Hanna kauerte sich eng zusammen, schloss die Augen.

Jens ist kein Frauenmörder. Niemals würde er einem anderen Menschen Leid zufügen. Ich weiß es. Verdammt noch mal, ich weiß es!

Je überzeugter sie von seiner Unschuld war, desto deutlicher spürte sie, wie die Kraft trotz der Müdigkeit wieder zurück in ihren Geist strömte und die hilflose Schwäche vertrieb. Es war ein gutes Gefühl, wieder klar denken zu können. Mit Sicherheit gab es eine logische Erklärung für die Anschuldigung. Wahrscheinlich würde die Kripo bald anrufen und sagen, dass alles ein Irrtum war. Erkennungsdienstliche Fehler, Verwechslung, Doppelgänger …
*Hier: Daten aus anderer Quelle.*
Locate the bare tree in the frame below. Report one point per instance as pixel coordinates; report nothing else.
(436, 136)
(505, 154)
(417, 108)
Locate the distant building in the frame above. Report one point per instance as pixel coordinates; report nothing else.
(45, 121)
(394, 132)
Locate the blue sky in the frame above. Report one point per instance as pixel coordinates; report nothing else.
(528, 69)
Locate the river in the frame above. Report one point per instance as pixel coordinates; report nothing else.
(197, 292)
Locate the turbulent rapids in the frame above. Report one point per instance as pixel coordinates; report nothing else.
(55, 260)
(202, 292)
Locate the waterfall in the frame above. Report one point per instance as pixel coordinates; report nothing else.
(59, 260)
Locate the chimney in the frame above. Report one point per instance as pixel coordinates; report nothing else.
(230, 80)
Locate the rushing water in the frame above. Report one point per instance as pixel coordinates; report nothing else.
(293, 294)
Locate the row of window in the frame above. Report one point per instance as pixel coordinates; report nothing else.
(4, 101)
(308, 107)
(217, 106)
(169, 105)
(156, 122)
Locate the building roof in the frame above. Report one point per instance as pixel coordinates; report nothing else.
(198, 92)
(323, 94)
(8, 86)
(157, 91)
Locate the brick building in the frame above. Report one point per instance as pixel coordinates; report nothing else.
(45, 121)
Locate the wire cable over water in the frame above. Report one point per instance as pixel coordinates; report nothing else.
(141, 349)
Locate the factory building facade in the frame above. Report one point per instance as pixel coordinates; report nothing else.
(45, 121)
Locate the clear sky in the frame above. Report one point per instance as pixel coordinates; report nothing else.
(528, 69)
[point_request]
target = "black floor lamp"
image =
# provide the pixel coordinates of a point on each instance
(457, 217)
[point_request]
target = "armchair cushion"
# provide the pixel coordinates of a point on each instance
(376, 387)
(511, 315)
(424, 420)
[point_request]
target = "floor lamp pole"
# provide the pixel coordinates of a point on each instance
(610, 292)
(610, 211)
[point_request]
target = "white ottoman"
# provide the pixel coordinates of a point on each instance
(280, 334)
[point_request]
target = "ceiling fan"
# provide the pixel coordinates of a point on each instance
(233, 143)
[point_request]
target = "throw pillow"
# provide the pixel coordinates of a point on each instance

Oder wollte irgendjemand Jens reinlegen? Ihm den Mord in die Schuhe schieben? Hanna würde das verhindern.

Aus ihrer frisch gewonnen Stärke wurde Entschlossenheit. Noch wusste sie nicht, was zu tun war. Doch sie wusste, dass sie etwas tun würde.

Mit diesen Gedanken schlief sie ein.